La société Alliade Habitat forme appel incident en demandant à la cour de constater l'acquisition de la clause résolutoire puisque deux mois après la délivrance du commandement de payer, la dette était de 4'580,82 €. Elle souhaite en conséquence voir confirmer les chefs de la décision ayant ordonné l'expulsion de M. et Mme [C] et les ayant condamnés au paiement d'indemnité d'occupation.
M. et Mme [C] considèrent que dès lors qu'ils n'ont pas failli à leur obligation de justifier d'une attestation d'assurance, les demandes se rapportant à leur expulsion et à leur condamnation au paiement d'indemnités d'occupation se trouvent sans fondement. Ils reprochent au bailleur d'avoir essayé de les expulser sans respecter la trêve hivernale, le commissaire de justice ayant même sollicité le concours de la force publique alors que la société Alliade Habitat était informée de l'imminence de l'audience devant la juridiction du premier président.

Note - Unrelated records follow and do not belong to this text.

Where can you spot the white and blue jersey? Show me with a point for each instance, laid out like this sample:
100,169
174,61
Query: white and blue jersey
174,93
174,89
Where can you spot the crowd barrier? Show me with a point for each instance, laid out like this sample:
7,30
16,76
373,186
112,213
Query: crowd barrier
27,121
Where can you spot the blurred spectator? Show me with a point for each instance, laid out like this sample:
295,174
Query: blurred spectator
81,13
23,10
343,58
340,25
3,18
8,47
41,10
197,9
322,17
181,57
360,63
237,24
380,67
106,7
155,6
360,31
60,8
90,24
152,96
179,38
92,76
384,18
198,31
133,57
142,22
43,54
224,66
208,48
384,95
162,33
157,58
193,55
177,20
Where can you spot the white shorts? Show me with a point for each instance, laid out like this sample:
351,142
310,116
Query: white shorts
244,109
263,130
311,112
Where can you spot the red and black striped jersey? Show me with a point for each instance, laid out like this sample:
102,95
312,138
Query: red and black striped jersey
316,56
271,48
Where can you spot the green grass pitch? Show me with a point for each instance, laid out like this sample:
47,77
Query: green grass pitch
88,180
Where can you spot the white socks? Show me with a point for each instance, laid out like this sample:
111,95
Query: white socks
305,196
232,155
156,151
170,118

A titre subsidiaire, ils sollicitent les plus larges délais pour quitter les lieux afin de leur permettre de se reloger.
Sur ce,
L'article 24 I de la loi n°89-462 du 06 juillet 1989, dans sa rédaction antérieure à la loi du 27 juillet 2023, prévoyait que «'toute clause prévoyant la résiliation de plein droit du contrat de location pour défaut de paiement du loyer ou des charges aux termes convenus ou pour non versement du dépôt de garantie ne produit effet que deux mois après un commandement de payer demeuré infructueux'».

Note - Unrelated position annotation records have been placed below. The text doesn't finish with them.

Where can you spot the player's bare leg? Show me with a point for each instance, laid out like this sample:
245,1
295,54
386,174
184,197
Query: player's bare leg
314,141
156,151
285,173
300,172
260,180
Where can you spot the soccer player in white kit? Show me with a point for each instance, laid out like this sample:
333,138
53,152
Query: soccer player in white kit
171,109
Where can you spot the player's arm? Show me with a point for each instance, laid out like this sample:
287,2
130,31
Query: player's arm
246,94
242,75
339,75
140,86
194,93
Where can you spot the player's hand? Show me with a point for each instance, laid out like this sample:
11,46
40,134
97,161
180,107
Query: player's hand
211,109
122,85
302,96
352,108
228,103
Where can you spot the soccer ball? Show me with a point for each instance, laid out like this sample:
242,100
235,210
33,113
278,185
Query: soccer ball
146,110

En vertu des articles L.412-3 et L.412-4 du code des procédures civiles d'exécution, le juge peut accorder des délais renouvelables aux occupants de locaux d'habitation ou à usage professionnel, dont l'expulsion a été ordonnée judiciairement, chaque fois que le relogement des intéressés ne peut avoir lieu dans des conditions normales. Le juge qui ordonne l'expulsion peut accorder les mêmes délais, dans les mêmes conditions.